Q299 Chairman: You accepted or the Secretary
of State accepted most of the recommendations of Lord Haskins.
The one where there was a bit of variation was Haskins' view that
the Countryside Agency should go, full stop, and it should be
disestablished, but the decision has been taken to maintain a
small policy group. Will you just take us through the thinking
that took the Secretary of State to that conclusion?
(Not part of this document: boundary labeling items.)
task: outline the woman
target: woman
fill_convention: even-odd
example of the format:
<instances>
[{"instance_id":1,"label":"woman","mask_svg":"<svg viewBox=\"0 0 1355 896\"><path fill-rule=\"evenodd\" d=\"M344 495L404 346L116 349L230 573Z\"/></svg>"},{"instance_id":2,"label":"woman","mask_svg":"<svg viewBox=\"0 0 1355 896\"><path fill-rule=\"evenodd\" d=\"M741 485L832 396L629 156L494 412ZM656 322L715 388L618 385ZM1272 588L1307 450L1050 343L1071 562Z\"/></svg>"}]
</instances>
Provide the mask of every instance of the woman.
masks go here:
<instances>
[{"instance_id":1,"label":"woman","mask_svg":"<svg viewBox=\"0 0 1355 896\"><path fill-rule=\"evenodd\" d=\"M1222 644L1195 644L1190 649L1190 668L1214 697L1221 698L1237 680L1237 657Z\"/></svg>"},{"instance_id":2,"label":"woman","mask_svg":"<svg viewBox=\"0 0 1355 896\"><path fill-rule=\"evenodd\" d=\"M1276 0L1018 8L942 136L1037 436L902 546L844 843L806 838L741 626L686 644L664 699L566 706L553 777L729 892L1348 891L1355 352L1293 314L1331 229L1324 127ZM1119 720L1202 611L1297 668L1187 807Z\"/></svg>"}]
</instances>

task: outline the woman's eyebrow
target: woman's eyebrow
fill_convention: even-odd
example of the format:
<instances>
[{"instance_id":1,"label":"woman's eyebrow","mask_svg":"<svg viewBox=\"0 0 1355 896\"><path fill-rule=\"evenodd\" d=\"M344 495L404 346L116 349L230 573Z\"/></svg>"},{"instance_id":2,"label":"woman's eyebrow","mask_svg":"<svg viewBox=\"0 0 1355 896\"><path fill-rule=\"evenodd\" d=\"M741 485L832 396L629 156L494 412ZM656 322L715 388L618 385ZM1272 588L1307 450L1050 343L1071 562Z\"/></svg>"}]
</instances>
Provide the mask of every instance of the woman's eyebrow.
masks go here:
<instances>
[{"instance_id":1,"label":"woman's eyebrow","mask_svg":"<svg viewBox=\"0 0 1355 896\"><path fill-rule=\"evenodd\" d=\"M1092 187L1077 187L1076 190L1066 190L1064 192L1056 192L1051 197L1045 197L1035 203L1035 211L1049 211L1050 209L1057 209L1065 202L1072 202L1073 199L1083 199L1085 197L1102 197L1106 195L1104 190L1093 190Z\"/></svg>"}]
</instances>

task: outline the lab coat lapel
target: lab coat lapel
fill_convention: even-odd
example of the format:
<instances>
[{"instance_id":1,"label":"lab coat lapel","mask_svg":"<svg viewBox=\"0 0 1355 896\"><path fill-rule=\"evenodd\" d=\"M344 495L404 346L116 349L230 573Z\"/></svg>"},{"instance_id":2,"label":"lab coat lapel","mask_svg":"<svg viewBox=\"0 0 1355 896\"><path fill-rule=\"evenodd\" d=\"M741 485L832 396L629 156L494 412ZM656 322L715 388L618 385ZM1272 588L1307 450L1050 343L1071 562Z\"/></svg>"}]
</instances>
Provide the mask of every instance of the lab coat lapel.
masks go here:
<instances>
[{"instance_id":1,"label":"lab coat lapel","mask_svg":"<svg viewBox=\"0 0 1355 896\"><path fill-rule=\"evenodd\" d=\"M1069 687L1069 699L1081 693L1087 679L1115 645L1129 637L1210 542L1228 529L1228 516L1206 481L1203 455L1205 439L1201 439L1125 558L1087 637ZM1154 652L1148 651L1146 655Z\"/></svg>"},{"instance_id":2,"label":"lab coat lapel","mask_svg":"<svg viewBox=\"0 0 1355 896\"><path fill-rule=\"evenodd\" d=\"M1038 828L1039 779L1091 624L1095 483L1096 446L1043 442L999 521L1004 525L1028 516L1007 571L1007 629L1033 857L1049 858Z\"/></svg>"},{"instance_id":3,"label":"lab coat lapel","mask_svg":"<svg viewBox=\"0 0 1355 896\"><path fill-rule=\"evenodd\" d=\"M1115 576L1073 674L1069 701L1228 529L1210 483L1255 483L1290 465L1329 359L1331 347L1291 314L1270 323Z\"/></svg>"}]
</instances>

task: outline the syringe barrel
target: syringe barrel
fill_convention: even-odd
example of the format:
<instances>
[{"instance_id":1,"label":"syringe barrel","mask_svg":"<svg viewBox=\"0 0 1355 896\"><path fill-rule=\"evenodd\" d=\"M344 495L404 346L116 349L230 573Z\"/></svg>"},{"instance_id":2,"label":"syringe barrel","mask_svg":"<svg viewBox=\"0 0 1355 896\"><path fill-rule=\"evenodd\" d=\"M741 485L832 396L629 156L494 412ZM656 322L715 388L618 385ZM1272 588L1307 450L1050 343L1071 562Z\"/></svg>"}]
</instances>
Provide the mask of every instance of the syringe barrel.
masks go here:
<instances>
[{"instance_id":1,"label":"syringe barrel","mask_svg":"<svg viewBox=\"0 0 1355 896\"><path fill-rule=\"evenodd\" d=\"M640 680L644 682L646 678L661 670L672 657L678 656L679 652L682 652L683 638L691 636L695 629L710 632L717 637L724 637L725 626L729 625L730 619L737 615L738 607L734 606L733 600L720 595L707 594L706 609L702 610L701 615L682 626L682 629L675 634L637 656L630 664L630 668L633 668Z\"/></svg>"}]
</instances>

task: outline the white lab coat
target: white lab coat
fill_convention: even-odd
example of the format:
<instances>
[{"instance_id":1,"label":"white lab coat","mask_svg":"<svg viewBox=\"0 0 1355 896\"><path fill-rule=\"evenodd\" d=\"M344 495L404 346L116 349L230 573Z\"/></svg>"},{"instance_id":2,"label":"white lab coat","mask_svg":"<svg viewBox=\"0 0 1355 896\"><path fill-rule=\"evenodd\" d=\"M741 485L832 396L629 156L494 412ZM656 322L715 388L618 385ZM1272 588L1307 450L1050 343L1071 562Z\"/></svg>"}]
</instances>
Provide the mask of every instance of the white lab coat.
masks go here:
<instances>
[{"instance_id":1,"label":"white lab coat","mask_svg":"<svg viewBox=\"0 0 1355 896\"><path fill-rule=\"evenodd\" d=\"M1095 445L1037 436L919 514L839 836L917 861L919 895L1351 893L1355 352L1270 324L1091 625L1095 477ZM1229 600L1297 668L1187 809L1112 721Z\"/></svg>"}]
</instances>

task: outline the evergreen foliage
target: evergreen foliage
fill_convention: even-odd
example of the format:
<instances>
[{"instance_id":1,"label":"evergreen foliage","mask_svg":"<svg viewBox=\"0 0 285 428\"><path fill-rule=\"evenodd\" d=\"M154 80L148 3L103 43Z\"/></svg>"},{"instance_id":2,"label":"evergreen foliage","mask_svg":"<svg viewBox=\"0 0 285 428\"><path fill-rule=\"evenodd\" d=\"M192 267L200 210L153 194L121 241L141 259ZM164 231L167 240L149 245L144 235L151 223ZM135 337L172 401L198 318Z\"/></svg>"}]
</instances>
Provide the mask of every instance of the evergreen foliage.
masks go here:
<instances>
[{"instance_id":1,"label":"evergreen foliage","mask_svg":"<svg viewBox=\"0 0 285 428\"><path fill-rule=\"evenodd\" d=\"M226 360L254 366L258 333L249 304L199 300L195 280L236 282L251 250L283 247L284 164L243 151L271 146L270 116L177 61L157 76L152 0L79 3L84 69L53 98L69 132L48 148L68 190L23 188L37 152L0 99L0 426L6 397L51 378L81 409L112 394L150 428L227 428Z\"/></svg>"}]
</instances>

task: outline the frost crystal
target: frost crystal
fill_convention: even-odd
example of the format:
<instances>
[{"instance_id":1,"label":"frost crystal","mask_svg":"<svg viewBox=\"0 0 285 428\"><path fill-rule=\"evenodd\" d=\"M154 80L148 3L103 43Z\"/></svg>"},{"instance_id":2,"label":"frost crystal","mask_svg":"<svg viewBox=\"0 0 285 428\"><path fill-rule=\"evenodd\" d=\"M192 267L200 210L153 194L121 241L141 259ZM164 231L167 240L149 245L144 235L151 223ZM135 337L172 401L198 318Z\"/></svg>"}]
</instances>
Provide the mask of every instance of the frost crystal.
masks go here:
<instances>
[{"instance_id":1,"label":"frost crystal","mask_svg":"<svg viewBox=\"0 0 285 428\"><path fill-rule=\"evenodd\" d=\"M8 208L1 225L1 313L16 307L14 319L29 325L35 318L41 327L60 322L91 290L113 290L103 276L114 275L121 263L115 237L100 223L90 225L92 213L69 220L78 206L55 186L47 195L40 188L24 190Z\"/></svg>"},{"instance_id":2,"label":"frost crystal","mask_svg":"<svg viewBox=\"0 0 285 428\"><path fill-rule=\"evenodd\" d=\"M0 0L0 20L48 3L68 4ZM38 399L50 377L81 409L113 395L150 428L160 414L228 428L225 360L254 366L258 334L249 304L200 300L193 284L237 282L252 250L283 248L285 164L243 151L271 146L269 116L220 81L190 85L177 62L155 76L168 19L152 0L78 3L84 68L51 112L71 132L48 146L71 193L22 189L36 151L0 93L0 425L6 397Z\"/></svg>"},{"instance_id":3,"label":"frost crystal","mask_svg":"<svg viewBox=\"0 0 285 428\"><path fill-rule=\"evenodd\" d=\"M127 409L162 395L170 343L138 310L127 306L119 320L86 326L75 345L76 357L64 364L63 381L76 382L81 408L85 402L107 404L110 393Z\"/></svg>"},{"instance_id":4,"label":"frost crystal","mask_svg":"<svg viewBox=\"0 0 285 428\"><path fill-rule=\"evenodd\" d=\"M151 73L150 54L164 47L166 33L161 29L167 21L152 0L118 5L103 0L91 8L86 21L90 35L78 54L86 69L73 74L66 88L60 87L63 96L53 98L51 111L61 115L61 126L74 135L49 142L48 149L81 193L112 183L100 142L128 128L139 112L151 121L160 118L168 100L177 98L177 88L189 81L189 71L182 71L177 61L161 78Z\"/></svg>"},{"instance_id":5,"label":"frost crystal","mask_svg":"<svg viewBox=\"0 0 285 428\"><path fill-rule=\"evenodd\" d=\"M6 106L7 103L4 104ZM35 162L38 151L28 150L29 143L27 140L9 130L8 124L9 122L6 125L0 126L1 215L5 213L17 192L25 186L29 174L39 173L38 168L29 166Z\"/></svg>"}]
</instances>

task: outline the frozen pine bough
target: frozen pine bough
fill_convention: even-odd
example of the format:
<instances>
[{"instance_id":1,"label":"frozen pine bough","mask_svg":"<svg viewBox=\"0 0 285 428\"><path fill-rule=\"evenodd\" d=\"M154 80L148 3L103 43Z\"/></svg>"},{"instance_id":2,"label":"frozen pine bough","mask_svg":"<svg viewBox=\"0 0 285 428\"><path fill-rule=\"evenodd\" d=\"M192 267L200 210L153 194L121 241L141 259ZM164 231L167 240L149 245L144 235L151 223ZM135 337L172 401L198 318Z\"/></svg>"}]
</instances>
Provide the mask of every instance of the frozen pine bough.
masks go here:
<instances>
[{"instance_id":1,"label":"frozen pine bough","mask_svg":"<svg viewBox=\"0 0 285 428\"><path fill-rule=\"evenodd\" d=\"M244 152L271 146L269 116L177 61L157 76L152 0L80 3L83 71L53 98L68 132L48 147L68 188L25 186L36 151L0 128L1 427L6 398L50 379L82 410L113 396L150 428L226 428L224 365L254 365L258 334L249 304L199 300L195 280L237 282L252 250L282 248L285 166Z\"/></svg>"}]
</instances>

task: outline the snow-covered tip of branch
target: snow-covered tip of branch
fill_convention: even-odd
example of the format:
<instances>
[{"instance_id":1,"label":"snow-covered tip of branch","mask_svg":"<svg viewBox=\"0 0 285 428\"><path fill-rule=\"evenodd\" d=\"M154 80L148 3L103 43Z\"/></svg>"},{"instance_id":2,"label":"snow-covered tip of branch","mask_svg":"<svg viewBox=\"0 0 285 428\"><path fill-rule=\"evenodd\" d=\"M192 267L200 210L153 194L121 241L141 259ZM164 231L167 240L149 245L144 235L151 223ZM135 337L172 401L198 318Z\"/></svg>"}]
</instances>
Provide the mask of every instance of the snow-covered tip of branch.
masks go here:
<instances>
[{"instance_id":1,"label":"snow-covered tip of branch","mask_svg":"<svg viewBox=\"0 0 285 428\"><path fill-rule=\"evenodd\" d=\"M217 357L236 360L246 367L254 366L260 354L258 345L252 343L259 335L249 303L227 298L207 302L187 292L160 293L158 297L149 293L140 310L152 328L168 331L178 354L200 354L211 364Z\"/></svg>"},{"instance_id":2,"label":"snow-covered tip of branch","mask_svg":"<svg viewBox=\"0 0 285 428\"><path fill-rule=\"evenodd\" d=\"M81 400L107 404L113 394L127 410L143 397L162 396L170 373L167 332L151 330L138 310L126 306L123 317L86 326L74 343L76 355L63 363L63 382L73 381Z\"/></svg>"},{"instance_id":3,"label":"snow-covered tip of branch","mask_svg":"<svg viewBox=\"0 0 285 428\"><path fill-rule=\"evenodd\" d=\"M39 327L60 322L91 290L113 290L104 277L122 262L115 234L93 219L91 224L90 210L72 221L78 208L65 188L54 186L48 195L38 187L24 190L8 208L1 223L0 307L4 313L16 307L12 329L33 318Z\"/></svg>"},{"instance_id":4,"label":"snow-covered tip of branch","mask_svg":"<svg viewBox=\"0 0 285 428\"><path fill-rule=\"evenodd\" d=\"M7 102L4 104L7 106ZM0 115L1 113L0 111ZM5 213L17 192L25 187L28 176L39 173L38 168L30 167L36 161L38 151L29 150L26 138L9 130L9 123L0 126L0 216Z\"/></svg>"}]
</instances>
Lord Whitty: Yes, Haskins was
of course focusing on delivery and he felt, and we agree, that
the executive role, if you like, of the Countryside Agency in
relation to managing schemes itself would best be located in either
a wider body or in a more devolved body and hence the Countryside
Agency's expenditure on schemes will go either to the Integrated
Agency or into the RDAs. Of course Haskins then did see that there
was a need for some national focus for rural matters and suggested
that what exists now as the National Rural Affairs Forum should
effectively do that job. We felt we needed to upgrade that a bit
and the advice role of the Countryside Agency needed to be maintained
somewhat at arm's length and on a more institutional basis than
Haskins foresaw the role for the Forum, and that is why we have
gone for the new Countryside Agency with a strong advice role
both to Defra, to all the agencies within Defra and right across
Whitehall and with the Chair of that, undertaking the role of
rural advocate across government, so it is a variation of Haskins,
although Haskins did see that there was something to be done there
and we have probably strengthened that quite significantly.